Develop the grammar data set

The grammar data set has been developed after being noticed that multimodal multimodal storm data sets do not have the depth necessary to form solid reasoning models. Text data sets only, like Deepmath, have shown better gains in text and multimodal tasks, which suggests that textual complexity stimulates reasoning better. To remedy this, grammar combines various textual and multimodal samples using a conservation process in several stages. These data feed the managed strengthening optimization framework (SRO), which first forms the models using a multimodal RL, improved by priority advantageous distillation to avoid blocked learning and an effective length reward to curb verbity, followed by an RL phase only to increase the reasoning and control of language.

Three -step training pipeline

Revisual-R1's experiences followed a training process structured in three stages: starting with pure text data to create a linguistic foundation, then incorporating the learning of multimodal strengthening for visual text reasoning, and finally fine adjustment with an RL only to refine reasoning and mastery. It was tested on various references and has surpassed both the open source and certain commercial models in multimodal and mathematical reasoning tasks. The model obtained the best results on 9 marks out of 10. Ablation studies have confirmed the importance of the training order and the method of distillation of the priority advantage, which helped to focus learning on high quality responses, resulting in a significant improvement in overall performance.

Summary and contributions

In conclusion, Revisual-R1 is an Open Source 7B MLLM built to meet the challenges of complex multimodal reasoning. Instead of relying only on the scale, it uses a well -designed three -step training process: starting with high quality text data for a fundamental justification, followed by an improved multimodal RL phase with a new PAD technique for stability and ending with a final refinement of RL based on the text. This reflected program considerably stimulates performance. Revisual-R1 establishes a new reference among the 7B models, excelling in tasks like Mathverse and loves. The work underlines how structured training can unlock deeper reasoning in the MLLM.

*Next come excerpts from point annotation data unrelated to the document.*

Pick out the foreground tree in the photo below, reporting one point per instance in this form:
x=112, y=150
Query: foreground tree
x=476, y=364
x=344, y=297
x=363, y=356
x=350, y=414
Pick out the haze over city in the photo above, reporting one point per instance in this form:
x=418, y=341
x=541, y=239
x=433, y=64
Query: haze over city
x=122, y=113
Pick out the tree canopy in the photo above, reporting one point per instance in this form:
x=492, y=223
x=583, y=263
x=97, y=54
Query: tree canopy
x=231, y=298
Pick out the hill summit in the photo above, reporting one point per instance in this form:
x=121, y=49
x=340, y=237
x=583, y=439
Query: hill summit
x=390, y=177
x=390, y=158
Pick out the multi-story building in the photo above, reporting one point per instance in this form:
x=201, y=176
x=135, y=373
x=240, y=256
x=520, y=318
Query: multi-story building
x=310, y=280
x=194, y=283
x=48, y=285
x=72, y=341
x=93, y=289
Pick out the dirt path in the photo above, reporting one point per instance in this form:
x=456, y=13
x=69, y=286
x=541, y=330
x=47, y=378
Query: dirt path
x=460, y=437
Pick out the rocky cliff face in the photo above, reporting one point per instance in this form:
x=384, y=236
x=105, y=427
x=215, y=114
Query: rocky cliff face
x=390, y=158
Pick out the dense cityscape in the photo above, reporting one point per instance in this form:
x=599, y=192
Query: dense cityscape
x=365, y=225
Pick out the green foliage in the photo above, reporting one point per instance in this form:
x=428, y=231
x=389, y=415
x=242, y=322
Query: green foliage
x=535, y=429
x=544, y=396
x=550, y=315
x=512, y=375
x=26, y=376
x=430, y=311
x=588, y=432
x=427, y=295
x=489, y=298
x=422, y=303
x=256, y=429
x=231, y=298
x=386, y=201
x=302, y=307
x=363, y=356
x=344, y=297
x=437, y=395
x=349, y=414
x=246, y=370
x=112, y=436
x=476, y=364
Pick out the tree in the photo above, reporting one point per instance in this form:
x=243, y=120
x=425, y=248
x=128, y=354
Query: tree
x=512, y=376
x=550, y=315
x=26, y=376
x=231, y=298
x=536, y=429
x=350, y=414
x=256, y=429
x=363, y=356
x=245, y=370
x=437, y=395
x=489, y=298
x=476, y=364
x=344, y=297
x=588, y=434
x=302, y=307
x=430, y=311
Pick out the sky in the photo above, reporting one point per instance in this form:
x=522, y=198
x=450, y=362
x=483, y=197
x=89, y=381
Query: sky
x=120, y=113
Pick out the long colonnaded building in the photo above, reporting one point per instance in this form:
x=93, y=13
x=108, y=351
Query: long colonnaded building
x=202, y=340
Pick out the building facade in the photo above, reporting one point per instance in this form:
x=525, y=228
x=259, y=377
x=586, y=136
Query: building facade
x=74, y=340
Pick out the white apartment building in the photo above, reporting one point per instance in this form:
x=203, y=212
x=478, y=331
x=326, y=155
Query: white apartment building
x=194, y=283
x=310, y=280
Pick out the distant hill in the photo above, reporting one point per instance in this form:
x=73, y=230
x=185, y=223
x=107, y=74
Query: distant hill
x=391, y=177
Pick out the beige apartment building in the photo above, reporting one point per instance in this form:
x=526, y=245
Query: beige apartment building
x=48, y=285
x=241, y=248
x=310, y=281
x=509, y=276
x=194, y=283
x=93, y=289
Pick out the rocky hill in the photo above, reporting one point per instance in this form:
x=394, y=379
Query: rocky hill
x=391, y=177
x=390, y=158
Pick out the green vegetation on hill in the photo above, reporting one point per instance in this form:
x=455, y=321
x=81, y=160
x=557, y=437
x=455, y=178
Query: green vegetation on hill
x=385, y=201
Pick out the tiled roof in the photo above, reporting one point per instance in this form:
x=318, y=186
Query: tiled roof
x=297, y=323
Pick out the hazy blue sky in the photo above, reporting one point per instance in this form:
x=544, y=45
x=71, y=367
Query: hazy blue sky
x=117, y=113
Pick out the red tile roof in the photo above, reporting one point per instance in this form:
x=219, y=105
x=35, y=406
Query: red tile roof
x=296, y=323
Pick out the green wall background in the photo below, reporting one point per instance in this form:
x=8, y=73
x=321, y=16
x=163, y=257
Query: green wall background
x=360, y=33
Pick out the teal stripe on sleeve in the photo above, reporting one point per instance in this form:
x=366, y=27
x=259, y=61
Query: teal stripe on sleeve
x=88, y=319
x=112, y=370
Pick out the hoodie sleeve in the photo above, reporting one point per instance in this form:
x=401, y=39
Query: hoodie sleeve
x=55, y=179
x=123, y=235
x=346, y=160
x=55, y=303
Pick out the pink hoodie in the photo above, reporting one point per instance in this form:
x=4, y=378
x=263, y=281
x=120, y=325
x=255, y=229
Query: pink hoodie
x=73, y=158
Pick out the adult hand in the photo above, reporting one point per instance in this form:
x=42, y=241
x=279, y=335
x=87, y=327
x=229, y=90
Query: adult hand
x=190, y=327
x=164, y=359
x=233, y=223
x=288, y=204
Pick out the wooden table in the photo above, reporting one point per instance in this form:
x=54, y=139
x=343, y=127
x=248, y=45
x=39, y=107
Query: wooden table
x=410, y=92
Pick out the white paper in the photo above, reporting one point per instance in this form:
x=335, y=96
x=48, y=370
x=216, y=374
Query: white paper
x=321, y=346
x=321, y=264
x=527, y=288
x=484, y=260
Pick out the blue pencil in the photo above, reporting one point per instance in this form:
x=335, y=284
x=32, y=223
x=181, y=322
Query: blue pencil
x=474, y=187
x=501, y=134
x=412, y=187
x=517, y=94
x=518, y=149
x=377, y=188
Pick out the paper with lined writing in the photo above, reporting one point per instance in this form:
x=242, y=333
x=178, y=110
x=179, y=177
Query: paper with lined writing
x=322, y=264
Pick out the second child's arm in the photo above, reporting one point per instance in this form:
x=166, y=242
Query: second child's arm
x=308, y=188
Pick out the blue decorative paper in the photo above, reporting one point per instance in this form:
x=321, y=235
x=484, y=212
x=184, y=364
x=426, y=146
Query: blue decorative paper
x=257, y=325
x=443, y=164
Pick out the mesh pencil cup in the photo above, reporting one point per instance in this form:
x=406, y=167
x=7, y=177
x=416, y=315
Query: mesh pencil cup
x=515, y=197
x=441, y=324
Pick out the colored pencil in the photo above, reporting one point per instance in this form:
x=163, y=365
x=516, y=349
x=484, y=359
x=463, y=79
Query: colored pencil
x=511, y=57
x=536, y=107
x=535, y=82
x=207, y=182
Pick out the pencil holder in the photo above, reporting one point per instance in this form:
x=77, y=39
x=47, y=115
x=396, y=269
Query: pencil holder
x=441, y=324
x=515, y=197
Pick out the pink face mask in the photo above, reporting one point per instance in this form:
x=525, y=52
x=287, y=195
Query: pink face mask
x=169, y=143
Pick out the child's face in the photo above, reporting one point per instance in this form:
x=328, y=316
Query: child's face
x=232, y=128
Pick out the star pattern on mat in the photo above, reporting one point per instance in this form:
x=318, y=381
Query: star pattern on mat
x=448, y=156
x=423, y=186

Discover the Paper And GitHub page. All the merit of this research goes to researchers in this project. Also, don't hesitate to follow us Twitter And don't forget to join our Subseubdredit 100k + ml and subscribe to Our newsletter.


Sana Hassan, consulting trainee at Marktechpost and double -degree student at Iit Madras, is passionate about the application of technology and AI to meet the challenges of the real world. With a great interest in solving practical problems, it brings a new perspective to the intersection of AI and real life solutions.

Leave a Comment

This site uses Akismet to reduce spam. Learn how your comment data is processed.